Dawn Stewardson, auteur de plus de 20 romans Harlequin vendus au minimum à 200 000 exemplaires chacun, a parfaitement compris ce qu'on lui demandait en faisant sauter les clichés: «Les héroïnes sont des femmes fortes qui ne tolèrent pas les absurdités des hommes… On utilise souvent les romans Harlequin dans les thérapies pour femmes battues ou abusées.» A contrario, un article du Monde diplomatique de 1998 assénait: «Personne ne paraît trouver surprenant que des jeunes filles se gavent d'une littérature dont les effets étaient déjà dénoncés par Flaubert dans Madame Bovary.»
Au final, les chiffres, à faire pâlir d'envie n'importe quel autre éditeur, sont éloquents (voir l'encadré ci-contre) pour ces volumes presque exclusivement écrits par des auteurs anglophones, un catalogue dans lequel Donna Hayes avoue timidement «quelques millionnaires». Leur finalité quasi obsessionnelle consiste à occuper un maximum de places d'honneur dans la liste des best-sellers du New York Times, puisque Harlequin réalise 50% de ses ventes aux Etats-Unis, où 60% des femmes auraient déjà acheté au moins une fois un Harlequin dans leur vie. Loin devant la France, où l'éditeur canadien a conclu un joint-venture à 50-50 avec Hachette pour se hisser au rang de deuxième éditeur de livres de poche dans l'Hexagone.
Depuis le milieu des années 90, la production Harlequin, en quête de nouveaux marchés, s'est élargie à d'autres domaines comme les thrillers, les romans érotiques (soft, qu'on se rassure) ou la fameuse collection Red Dress Ink à l'attention des «citadines branchées», qui est – selon le slogan – «encore mieux que la carte bleue et le chocolat».

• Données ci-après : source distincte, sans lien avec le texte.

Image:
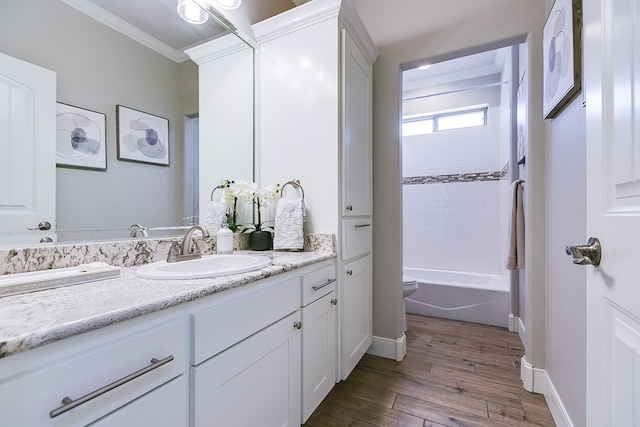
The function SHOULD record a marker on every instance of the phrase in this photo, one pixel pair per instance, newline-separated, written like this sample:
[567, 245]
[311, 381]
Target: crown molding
[123, 27]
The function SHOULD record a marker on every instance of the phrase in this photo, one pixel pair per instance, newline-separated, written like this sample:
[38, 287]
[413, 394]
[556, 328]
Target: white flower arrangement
[249, 191]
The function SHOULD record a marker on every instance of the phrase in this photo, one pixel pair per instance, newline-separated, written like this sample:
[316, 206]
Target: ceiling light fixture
[228, 4]
[191, 12]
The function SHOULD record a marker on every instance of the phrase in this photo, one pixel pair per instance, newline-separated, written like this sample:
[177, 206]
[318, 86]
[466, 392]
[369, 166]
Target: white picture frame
[142, 137]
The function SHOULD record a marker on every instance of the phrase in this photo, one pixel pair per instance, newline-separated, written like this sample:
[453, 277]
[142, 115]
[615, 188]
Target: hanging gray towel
[515, 255]
[289, 222]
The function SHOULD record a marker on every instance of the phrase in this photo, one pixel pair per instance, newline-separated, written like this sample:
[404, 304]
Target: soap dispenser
[224, 238]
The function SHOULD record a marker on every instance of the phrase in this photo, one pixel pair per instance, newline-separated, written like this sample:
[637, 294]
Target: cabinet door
[27, 150]
[356, 130]
[318, 352]
[355, 309]
[163, 407]
[254, 383]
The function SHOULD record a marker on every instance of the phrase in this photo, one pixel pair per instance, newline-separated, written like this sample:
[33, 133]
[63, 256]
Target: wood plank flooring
[455, 374]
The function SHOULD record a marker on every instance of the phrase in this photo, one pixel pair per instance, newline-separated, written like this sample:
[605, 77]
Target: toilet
[409, 286]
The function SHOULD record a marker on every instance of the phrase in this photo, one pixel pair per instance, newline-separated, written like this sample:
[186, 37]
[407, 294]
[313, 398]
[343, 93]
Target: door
[356, 128]
[318, 352]
[612, 90]
[356, 307]
[27, 151]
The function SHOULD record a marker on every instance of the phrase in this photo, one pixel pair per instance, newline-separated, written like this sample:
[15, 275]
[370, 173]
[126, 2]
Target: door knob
[589, 254]
[43, 226]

Au cours de 2002, la création du site multifonctionnel eHarlequin.com a assis cette politique de proximité, accroissant encore le pouvoir de séduction de la maison, qui réalise une bonne part de ses revenus en vente par correspondance. On peut aussi y apprendre comment écrire un livre et découvrir chaque jour un chapitre d'un roman à paraître, des quiz et une foule d'autres services. «Notre volonté de donner de la grandeur et d'instiller de l'innovation dans le domaine de la fiction féminine ne s'arrêtera jamais», précise Isabel Swift. Et Dawn Stewardson d'ajouter: «Un écrivain sait très bien que ce qui se lit bien ne s'écrit pas si facilement.»
Mais les diamants sont éternels… A preuve: une des trois fictions préférées de Candace Camp, qui a publié plus de 40 romans chez Harlequin, traduits dans une quinzaine de langues et vendus à près de 12 millions d'exemplaires? Autant en emporte le Vent de Margaret Mitchell, «le meilleur roman d'amour, toutes catégories confondues». Aujourd'hui solidement installées à hauteur d'environ 50% des revenus du groupe Torstar Corporation (qui édite notamment le quotidien The Toronto Star), les Editions Harlequin ont les reins aussi solides que ceux de Scarlett O'Hara.